Giuseppe Flavio ('Antichità' 1: 4, 63) lo chiama Asphaltis; e gli diamo il nome di bitume o asfalto. È una notevole pece minerale, definita dalla decomposizione di sostanze animali e vegetali, e uno dei materiali più infiammabili conosciuti. Si trova a volte sotto forma di fossile solido, altre volte allo stato liquefatto sulla superficie di laghi e pozzi.

Erodoto (b. 1:, cap. 179) riferisce che masse di bitume furono trascinate lungo l'Is, un piccolo torrente che si unisce all'Eufrate nel punto in cui sorge l'attuale Hit, un piccolo paese dalle mura di fango, abitato da una popolazione di ebrei e arabi, a circa otto giorni di viaggio da Babilonia, donde fu portato in quella capitale.
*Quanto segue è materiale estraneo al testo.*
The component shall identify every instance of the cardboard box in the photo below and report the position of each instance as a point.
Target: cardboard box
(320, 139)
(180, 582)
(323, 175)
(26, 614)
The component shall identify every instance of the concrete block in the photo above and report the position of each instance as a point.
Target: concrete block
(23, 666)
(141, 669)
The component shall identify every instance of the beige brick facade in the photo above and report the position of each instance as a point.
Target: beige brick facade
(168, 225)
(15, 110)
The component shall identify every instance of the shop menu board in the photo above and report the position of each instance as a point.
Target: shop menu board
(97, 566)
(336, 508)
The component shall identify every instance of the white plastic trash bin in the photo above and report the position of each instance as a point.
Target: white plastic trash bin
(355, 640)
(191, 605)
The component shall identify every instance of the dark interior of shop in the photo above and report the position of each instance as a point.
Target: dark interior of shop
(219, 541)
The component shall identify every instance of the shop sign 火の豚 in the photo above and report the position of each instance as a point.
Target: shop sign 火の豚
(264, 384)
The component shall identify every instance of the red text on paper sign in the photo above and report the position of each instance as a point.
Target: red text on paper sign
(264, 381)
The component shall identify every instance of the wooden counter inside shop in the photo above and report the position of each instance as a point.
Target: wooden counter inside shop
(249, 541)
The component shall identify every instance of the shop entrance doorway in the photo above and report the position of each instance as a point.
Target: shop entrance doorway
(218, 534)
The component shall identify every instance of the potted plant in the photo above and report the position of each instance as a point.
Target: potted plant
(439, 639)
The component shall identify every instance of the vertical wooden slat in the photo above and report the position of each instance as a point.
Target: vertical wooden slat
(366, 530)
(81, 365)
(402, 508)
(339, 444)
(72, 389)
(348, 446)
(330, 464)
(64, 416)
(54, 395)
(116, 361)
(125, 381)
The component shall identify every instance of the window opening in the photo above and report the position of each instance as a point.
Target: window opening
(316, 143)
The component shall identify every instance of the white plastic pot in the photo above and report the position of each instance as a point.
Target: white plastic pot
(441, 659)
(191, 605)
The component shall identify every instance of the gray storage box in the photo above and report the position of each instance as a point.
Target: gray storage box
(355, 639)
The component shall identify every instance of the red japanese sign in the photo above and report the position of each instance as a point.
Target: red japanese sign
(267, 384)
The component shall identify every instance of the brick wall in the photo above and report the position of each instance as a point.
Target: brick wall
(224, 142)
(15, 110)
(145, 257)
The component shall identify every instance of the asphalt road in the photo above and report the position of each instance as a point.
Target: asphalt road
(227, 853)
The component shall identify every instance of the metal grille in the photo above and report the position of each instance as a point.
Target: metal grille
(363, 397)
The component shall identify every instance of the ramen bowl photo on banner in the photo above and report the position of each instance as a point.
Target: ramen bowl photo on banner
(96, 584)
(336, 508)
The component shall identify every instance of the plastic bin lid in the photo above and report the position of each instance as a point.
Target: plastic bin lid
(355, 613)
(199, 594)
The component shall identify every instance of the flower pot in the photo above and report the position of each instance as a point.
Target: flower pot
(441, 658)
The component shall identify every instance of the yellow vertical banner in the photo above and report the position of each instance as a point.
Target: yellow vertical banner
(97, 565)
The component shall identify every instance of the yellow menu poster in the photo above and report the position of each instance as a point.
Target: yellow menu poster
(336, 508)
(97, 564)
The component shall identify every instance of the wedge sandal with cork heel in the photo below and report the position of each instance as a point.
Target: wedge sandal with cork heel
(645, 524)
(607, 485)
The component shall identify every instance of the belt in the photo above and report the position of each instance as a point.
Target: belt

E Diodoro Siculo dice (b. 2:, pp. 120-123) che c'era una scorta quasi inesauribile di nafta ricavata dalle fosse, che erano molto numerose in Babilonia. Questa melma, o fango della campagna, viene ancora applicata dagli abitanti arabi, in sostituzione della malta, per cementare i mattoni di cui sono formate le loro abitazioni. Il bitume e la nafta venivano spesso bolliti insieme, per formare un cemento superiore; ed è di una qualità così tenace, che negli antichi palazzi che Layard dissotterrò, ci dice quello scrittore, "è quasi impossibile staccare un mattone dall'intera massa". Ogni mattone veniva posato su bitume liquido caldo, e uno strato di canne pressato su ogni trentesima fila, dove venivano usati mattoni grezzi (cfr. Arrian, 'De Exped. Alex.,' lib. vii; Strabone, 'Geog.,' lib.16:; Plinio, 35:51; Vitringa, 8:3).